Conditioning of linear systems - Fundamentals of Numerical Computation

We are ready to consider the conditioning of solving the square linear system $\mathbf{A}\mathbf{x}=\mathbf{b}$ . In this problem, the data are $\mathbf{A}$ and $\mathbf{b}$ , and the solution is $\mathbf{x}$ . Both data and result are multidimensional, so we will use norms to measure their magnitudes.

The motivation for the definition of relative condition number in Chapter 1 was to quantify the response of the result to perturbations of the data. For simplicity, we start by allowing perturbations to $\mathbf{b}$ only while $\mathbf{A}$ remains fixed.

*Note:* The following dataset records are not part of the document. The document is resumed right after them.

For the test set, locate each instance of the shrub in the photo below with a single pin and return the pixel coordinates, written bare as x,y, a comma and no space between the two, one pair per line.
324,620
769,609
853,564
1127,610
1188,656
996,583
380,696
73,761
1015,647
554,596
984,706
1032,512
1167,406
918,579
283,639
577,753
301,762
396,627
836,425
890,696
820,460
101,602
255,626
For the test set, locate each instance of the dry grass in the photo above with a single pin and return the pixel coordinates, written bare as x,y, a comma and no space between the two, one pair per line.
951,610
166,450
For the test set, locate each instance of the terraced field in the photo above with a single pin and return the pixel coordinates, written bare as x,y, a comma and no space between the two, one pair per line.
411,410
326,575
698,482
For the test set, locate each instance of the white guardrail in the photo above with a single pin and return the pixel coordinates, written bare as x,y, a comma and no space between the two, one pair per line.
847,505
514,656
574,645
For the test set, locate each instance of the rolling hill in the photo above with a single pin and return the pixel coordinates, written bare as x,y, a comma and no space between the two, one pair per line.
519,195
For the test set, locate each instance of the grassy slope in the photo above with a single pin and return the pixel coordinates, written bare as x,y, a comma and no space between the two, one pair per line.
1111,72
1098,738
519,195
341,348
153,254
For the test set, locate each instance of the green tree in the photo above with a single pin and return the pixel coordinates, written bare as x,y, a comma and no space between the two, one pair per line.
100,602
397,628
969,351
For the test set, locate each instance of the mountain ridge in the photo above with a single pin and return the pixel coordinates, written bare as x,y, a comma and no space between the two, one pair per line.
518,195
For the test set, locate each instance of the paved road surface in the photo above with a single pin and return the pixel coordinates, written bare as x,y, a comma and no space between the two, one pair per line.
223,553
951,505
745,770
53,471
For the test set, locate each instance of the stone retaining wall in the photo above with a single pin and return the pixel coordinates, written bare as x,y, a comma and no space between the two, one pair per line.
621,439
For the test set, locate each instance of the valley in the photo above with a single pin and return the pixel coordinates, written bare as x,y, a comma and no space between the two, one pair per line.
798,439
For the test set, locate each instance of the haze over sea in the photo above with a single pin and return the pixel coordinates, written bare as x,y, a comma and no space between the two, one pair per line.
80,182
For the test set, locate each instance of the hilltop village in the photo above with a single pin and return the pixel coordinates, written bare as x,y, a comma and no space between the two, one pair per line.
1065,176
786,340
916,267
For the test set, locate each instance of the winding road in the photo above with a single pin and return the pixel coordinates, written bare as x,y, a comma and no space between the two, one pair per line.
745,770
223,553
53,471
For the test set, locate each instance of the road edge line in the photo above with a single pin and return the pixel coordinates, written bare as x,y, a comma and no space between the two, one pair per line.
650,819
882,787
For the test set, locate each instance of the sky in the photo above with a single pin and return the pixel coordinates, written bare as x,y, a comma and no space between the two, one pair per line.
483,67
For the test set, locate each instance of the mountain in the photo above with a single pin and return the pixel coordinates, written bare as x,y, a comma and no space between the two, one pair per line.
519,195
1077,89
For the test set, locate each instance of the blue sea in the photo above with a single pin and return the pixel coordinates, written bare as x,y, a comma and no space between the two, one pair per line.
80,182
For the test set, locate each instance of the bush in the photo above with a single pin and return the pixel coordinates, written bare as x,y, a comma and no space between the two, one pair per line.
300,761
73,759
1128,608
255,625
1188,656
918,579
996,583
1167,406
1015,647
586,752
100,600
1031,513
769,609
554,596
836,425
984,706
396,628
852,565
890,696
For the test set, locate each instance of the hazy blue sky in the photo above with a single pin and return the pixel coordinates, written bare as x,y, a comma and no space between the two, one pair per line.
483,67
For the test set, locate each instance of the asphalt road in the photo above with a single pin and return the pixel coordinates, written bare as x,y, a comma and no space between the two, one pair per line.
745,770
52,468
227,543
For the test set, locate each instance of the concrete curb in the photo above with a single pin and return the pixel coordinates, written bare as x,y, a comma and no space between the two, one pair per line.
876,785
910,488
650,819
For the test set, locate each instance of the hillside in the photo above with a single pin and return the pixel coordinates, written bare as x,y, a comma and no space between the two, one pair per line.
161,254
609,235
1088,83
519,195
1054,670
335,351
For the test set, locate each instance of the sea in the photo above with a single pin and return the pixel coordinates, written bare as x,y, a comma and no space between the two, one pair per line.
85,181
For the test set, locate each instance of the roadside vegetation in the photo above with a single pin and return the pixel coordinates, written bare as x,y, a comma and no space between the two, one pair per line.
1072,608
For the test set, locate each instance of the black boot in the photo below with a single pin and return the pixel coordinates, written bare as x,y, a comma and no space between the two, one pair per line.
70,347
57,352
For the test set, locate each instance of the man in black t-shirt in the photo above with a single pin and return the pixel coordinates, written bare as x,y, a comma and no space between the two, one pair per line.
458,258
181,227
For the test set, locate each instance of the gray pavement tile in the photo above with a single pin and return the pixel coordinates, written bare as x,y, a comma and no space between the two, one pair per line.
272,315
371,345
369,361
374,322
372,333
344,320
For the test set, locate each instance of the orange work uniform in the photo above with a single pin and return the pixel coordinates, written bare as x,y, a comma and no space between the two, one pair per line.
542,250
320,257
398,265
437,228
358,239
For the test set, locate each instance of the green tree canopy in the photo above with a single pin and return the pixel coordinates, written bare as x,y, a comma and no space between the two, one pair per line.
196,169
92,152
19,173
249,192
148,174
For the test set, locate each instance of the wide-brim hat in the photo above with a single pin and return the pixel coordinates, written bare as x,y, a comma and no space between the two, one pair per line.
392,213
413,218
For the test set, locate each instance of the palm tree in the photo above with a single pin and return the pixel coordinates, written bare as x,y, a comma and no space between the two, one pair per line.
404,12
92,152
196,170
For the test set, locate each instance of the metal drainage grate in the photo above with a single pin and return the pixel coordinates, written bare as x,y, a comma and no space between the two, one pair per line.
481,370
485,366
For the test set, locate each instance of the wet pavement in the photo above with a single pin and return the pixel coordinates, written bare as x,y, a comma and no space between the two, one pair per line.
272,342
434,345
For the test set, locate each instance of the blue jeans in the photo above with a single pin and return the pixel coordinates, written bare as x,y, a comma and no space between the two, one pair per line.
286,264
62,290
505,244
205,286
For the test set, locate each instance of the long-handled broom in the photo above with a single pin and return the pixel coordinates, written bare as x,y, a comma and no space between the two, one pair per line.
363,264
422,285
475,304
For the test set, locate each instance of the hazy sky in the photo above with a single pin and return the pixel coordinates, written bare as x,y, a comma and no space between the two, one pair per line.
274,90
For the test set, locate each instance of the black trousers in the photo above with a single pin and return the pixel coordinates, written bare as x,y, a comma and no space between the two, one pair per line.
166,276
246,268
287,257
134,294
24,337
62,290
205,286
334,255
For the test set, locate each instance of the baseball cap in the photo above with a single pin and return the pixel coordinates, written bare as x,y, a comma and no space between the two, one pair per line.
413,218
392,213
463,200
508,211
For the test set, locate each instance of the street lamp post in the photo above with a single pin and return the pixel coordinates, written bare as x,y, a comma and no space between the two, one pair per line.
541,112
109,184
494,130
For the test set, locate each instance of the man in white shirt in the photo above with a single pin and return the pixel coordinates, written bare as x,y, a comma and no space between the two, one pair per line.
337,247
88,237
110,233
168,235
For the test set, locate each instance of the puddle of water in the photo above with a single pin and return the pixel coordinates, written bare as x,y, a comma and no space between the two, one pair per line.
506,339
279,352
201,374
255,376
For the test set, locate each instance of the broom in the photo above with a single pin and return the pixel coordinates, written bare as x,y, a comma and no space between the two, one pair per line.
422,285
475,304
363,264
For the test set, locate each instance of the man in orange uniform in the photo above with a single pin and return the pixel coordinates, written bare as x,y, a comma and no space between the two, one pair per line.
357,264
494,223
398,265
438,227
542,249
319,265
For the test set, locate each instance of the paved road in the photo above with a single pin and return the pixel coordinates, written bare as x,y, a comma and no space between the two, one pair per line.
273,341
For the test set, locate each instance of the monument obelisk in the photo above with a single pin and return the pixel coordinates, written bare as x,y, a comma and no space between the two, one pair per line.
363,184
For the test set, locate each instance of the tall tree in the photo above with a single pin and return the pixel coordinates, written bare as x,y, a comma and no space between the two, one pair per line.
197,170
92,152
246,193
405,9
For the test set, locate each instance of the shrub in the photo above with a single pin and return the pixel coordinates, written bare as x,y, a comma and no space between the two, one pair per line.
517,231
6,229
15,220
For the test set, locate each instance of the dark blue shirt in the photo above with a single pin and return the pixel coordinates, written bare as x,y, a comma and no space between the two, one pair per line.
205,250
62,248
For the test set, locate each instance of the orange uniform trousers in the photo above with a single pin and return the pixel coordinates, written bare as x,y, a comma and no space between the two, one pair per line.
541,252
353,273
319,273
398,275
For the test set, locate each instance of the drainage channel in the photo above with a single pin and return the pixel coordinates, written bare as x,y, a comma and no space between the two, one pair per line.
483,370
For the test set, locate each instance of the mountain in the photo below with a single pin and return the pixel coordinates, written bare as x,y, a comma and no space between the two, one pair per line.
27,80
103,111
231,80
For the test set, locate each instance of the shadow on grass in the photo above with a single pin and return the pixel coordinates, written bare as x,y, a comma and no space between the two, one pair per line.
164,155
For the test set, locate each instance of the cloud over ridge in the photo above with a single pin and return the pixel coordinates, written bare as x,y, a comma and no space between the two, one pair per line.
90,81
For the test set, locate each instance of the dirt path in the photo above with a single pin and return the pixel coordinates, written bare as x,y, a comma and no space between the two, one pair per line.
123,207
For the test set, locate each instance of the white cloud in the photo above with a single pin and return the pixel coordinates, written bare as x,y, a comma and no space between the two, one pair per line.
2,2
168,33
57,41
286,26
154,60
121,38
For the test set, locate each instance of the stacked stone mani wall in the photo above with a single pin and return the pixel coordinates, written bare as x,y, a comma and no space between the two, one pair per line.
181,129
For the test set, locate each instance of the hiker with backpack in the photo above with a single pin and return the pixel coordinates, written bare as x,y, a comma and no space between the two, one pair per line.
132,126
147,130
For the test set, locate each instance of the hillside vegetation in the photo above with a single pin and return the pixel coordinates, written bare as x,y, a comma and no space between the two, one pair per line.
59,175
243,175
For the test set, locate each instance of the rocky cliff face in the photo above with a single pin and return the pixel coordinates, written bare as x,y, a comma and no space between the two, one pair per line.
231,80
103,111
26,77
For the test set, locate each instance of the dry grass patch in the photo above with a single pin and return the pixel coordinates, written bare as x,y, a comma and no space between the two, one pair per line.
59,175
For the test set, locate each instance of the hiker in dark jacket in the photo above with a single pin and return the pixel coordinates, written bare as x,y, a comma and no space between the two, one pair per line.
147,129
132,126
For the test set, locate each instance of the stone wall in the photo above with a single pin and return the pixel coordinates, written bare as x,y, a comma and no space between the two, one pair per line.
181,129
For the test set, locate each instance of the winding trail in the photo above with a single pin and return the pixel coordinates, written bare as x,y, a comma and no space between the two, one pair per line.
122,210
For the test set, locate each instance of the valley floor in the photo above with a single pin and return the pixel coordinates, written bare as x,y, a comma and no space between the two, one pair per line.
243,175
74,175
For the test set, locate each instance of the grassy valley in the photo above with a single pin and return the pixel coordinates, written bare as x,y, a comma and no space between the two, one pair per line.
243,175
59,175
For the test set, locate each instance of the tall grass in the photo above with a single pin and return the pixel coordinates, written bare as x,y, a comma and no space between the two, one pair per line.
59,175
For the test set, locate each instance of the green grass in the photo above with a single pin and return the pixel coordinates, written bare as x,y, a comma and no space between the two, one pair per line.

Let $\mathbf{A}\mathbf{x}=\mathbf{b}$ be perturbed to

\mathbf{A}(\mathbf{x}+\mathbf{h}) = \mathbf{b}+\mathbf{d}.

(2.8.1)

The condition number should be the relative change in the solution divided by relative change in the data,

\frac{\quad\dfrac{\| \mathbf{h} \| }{\| \mathbf{x} \| }\quad}{\dfrac{\| \mathbf{d} \| }{\| \mathbf{b} \|}} = \frac{\| \mathbf{h} \|\;\| \mathbf{b} \| }{\| \mathbf{d} \|\; \| \mathbf{x} \| }.

(2.8.2)

We can bound $\| \mathbf{h} \|$ in terms of $\| \mathbf{d} \|$ :

\begin{split} \mathbf{A}\mathbf{x} + \mathbf{A} \mathbf{h} &= \mathbf{b} + \mathbf{d}, \\ \mathbf{A} \mathbf{h} &= \mathbf{d},\\ \mathbf{h} &= \mathbf{A}^{-1} \mathbf{d},\\ \| \mathbf{h} \| &\le \| \mathbf{A}^{-1}\| \,\| \mathbf{d} \|, \end{split}

(2.8.3)

where we have applied $\mathbf{A}\mathbf{x}=\mathbf{b}$ and (2.7.8). Since also $\mathbf{b}=\mathbf{A}\mathbf{x}$ implies $\| \mathbf{b} \|\le \| \mathbf{A} \|\, \| \mathbf{x} \|$ , we derive

\frac{\| \mathbf{h} \|\; \| \mathbf{b} \|}{\| \mathbf{d} \|\; \| \mathbf{x} \|} \le \frac{\bigl(\| \mathbf{A}^{-1} \|\, \| \mathbf{d} \|\bigr) \bigl(\| \mathbf{A} \|\,\| \mathbf{x} \|\bigr)}{\| \mathbf{d} \|\,\| \mathbf{x} \|} = \| \mathbf{A}^{-1}\| \, \| \mathbf{A} \|.

(2.8.4)

It is possible to show that this bound is tight, in the sense that the inequalities are in fact equalities for some choices of $\mathbf{b}$ and $\mathbf{d}$ . This result motivates a new definition.

2.8.1Main result¶

The matrix condition number (2.8.5) is equal to the condition number of solving a linear system of equations. Although we derived this fact above only for perturbations of $\mathbf{b}$ , a similar statement holds when $\mathbf{A}$ is perturbed.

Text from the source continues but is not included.